Fusion: 5/1/07 - 6/1/07

Tuesday, May 22, 2007

Shifting Sands

My life has been literally a roller coaster ride for the past few months. There are days that I feel ecstatic - missed heartbeats and all, and there are some where I wish my heart would stop beating, finally.

Within the last eight months, I experienced the most heart wrenching corporate experiences and the most mind wrecking decisions that I had to make in life. I feel that this is the time to tell my story. And it doesn't end where the period in this short essay would be..

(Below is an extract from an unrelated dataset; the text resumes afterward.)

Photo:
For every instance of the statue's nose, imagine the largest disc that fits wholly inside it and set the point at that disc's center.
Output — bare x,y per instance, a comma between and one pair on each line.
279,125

I left home in September to chase my dreams. I left the comforts of our home to find a place in Manila where a promise of greener pasture was waiting. I followed my heart and my dreams. I took the job without hesitation and tried my best to make it on my own. I later found out that I jumped into a complete mess. The top executives of the company that I worked with had some disagreements with the person who took me in the company. She was axed from her post for an unknown reason and the same thing happened to me two weeks after.

And so I lost my 'dream job'. I was left to pay for a rent they promised to pay while I was employed with them. I signed a year contract to lease with the unit owner prior to my employment and I didn't know how to finish paying fifteen thousand per month when it was barely two months since I moved in. It was a total disaster.

With the help from friends who kept me sane during those most trying times, and from God who provided me enough strength to make it through, I was able to land another job. Not the job that I wanted but a salary good enough to make me pay my rent. I stayed there for two months before another break came by.

It was January this year where I was offered a position that I wanted and in line with my experience and knowledge. There were two opportunities to choose from and I chose the one where my friends were already working. The challenges were a plenty and tough but I faced them head on. I continue to face these challenges daily and wish that I'll be given more strength to face them. There are days that going to work becomes a drag but it's the need that motivates me to keep on going.

I stood alone for eight months without seeking financial help from my parents. I believe that I am mature enough to make decisions on my own and make it. I guess I am still at a learning curve. Some missed opportunities and some lost chances... but definitely not lost hope. I have faith in myself and ultimately to the one who's been with me althrought this journey.

I received a text message over the weekend which can summarize all the things that I have experienced so far and reminded me of the single most important thing that we humans tend to miss.. "if we have everything in life, would we still look up to heaven?"